Below is what NBC presented:
Maybe the problems with this are obvious. Perhaps it’s true that states that never issued a lockdown order are especially hard hit right now, but this chart does not make that case, as 1) it just compares these states to each other, 2) it uses narrow, one-month time scales, an approach that makes the curves look very alarming, and 3) it doesn’t normalize the cases by population. Lots of cases in a very large region doesn’t equal a few less cases in a very small region. Obviously that second, smaller, region is going to be having a more difficult time. See below where I have taken this same data, normalized by population, and compared to a range of other states of different sizes with Governors of either party. I leave NY off intentionally so as not to dwarf the other states.
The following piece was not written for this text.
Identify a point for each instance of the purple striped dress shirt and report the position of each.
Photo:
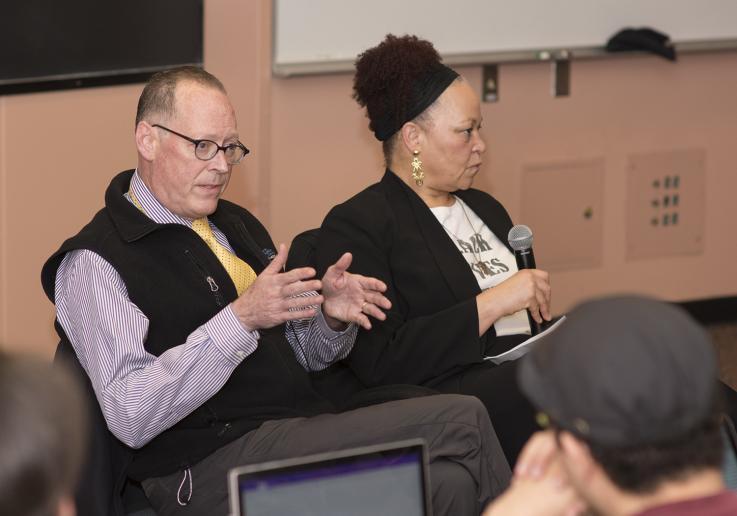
(140, 394)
Here is How I Present the Same Data
What do we see in the second chart? When we compare the “non-lockdown” states to other states, we see that a couple of them (Nebraska, SD) are comparable to the relatively-hard-hit Illinois, but the others are more comparable to less-hard-hit states like Arizona, Kentucky, and Texas. A quick google shows me that the cases in Nebraska and SD are largely driven by super-spreader activities at single meat-packing plants in each state. Perhaps a lockdown would have prevented this, but that bears more research. Looking at Nebraska vs. Illinois, we see two very different approaches to COVID-19. Nebraska is a small state that did no lockdown. Illinois is a larger state with big cities that is still on lockdown as of today’s date. As you can see, both of these states have a very high case growth slope (while New Jersey and South Dakota seem to be decelerating). Hopefully I’m making the point that being honest with the data and taking a scientific approach to presentatin of data is better for all of us. It is less sensational and more representative of what is actually happening. Plus, it doesn’t drive any false narratives.